Does any of you have any experience with llamas?? Like feed/ minerals and how much pasture space they need? 
I was just thinking I need another livestock guarding animal for our nigerians and I don't want another dog! Do you have to shear them, or do they just shed because I was reading a website that was confusing in that regard. I know they need their feet trimmed, and I though I could do that if someone showed me the basics because obviously I trim goat hoofs  
I also wanted to train it to drive or pack... which i doubt will ever happen!! :roll: Thanks!!


----------



## dobe627 (Oct 16, 2007)

I have a 2 year old male. I shaved him last year as his coat was really heavy. No they don't shed on their own, you either shave them or let it grow. But if your in a hot area I recomenned shaving. If In a cooler place ( like here in PA) I shaved in early june and by winter it was back in. I feed the same as my goats. Out on pasture all day, or hay in winter. A scope of grain in the evening. Worm with ivermectin, especially in an area that has deer because of menigial(sp) worm. As for the feet. I haven't had to touch mine in a looong time. I check them regualrly but they haven't needed trimmed much. It's pretty easy to do though. Good luck.


----------



## sweetgoats (Oct 18, 2007)

I just wanted to say that I do not have them but a friend has three. If I ever have trouble with predators here then I will get one for sure. I would prefer them because,1. I could never not spoil a dog, and I know they should not be spoiled and played with as they re for working but I know that does not go for all of them, but I would be able to use the fiber off the llama for felting and spinning.


----------



## Jenna (Jan 7, 2009)

Thanks! Sweetgoats, I have an Anatolian shepherd he does not get babied, but I give him attention ( petting ,running with him and scratching) I also spend a lot of time just sitting next to him in the pasture talking, a companionable time I guess. 

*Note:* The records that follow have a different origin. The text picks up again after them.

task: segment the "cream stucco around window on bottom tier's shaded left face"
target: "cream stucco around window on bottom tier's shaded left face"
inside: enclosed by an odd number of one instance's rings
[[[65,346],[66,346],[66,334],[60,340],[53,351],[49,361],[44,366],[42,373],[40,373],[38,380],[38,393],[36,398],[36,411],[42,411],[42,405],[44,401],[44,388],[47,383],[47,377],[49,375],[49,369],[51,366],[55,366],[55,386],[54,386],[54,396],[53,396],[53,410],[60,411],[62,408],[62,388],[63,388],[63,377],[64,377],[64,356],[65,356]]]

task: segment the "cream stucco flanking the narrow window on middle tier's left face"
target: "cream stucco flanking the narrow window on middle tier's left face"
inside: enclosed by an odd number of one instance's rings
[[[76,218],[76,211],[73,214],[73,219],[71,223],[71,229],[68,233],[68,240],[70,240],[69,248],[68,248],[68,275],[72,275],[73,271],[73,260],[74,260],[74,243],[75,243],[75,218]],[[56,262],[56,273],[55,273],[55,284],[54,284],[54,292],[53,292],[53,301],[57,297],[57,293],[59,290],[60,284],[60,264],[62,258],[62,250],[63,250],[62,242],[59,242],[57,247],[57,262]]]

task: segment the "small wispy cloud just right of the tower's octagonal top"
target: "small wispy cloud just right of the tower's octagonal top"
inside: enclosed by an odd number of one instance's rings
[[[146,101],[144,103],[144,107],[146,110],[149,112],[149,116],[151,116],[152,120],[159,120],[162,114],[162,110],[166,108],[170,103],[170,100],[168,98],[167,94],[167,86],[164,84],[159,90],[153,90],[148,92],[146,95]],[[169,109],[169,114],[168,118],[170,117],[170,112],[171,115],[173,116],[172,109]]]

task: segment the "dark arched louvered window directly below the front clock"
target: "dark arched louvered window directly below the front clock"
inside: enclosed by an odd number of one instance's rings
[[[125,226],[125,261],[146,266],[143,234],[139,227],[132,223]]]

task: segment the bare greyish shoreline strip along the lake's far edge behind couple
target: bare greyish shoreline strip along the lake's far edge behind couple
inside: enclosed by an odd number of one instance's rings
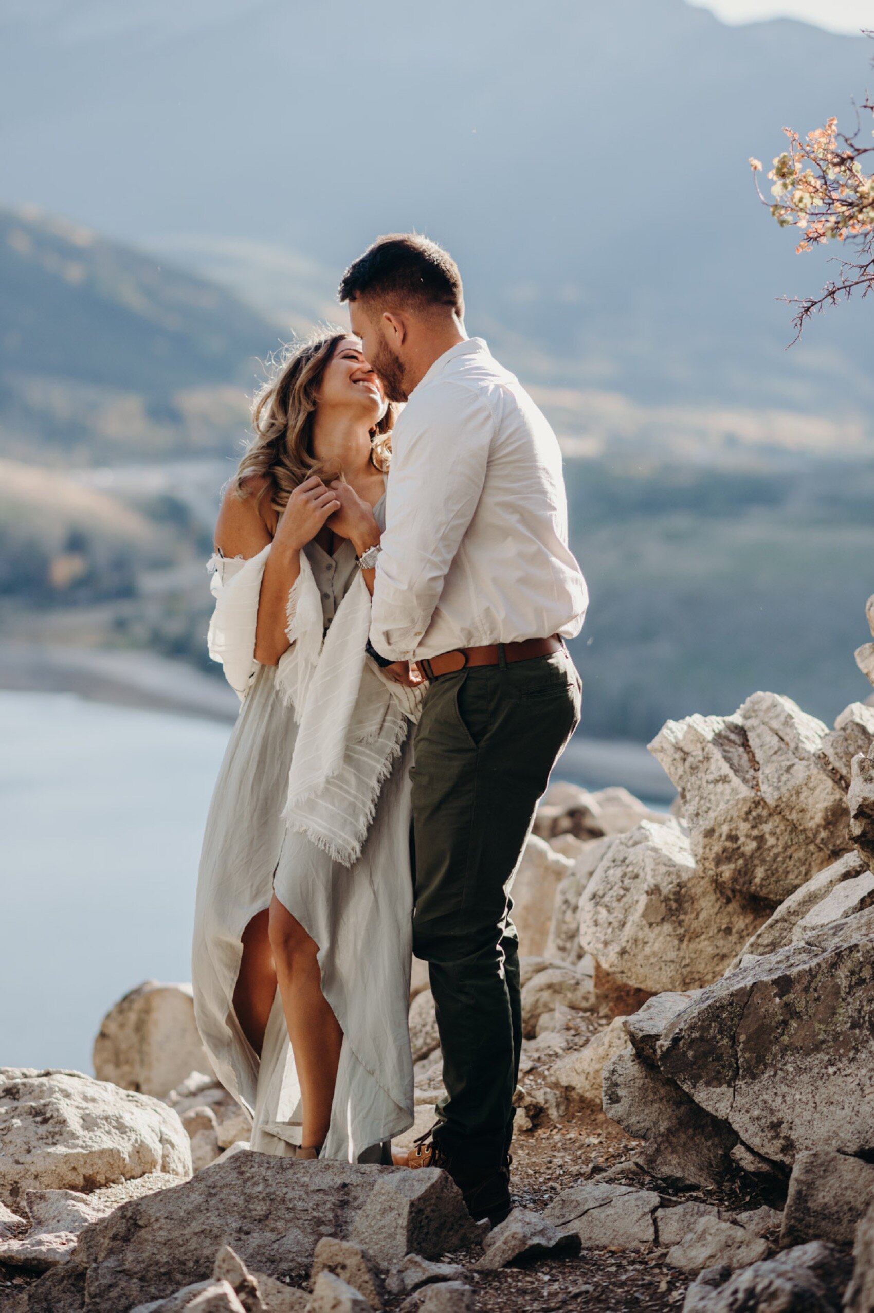
[[[224,680],[147,651],[0,642],[0,688],[76,693],[98,702],[177,712],[232,722],[239,701]],[[638,797],[671,802],[676,790],[642,743],[575,735],[556,776],[598,789],[625,785]]]

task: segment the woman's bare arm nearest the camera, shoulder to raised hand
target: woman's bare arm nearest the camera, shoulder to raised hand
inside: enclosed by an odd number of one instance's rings
[[[301,574],[301,549],[315,538],[340,503],[322,479],[315,475],[304,479],[289,498],[272,534],[261,516],[266,481],[260,482],[264,487],[255,486],[247,498],[240,499],[234,490],[224,495],[215,528],[215,546],[224,557],[248,558],[273,544],[259,596],[255,659],[262,666],[276,666],[290,646],[286,608],[289,593]]]

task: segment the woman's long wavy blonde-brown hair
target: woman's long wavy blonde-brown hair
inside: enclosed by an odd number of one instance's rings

dobe627, what kind of grain do you feed them?? The reason I ask is that the llama would be housed with goats. Also can they eat the same mineral or would that be unhealthy for llamas? Thanks!!


----------



## dobe627 (Oct 16, 2007)

Jenna, he gets the same thing my goats get as far as grain and minerals. And he's healthy. I feed a grain from my local mill, it's a mixture of cracked corn, some sweet feed, some oats,wheat and other stuff. His feeder is up high though as the goats try to steal it and he will let them. The breeder he came from had been doing it for 25 years and she said it would be fine


----------



## Jenna (Jan 7, 2009)

Thanks so much, you are very helpful!!


----------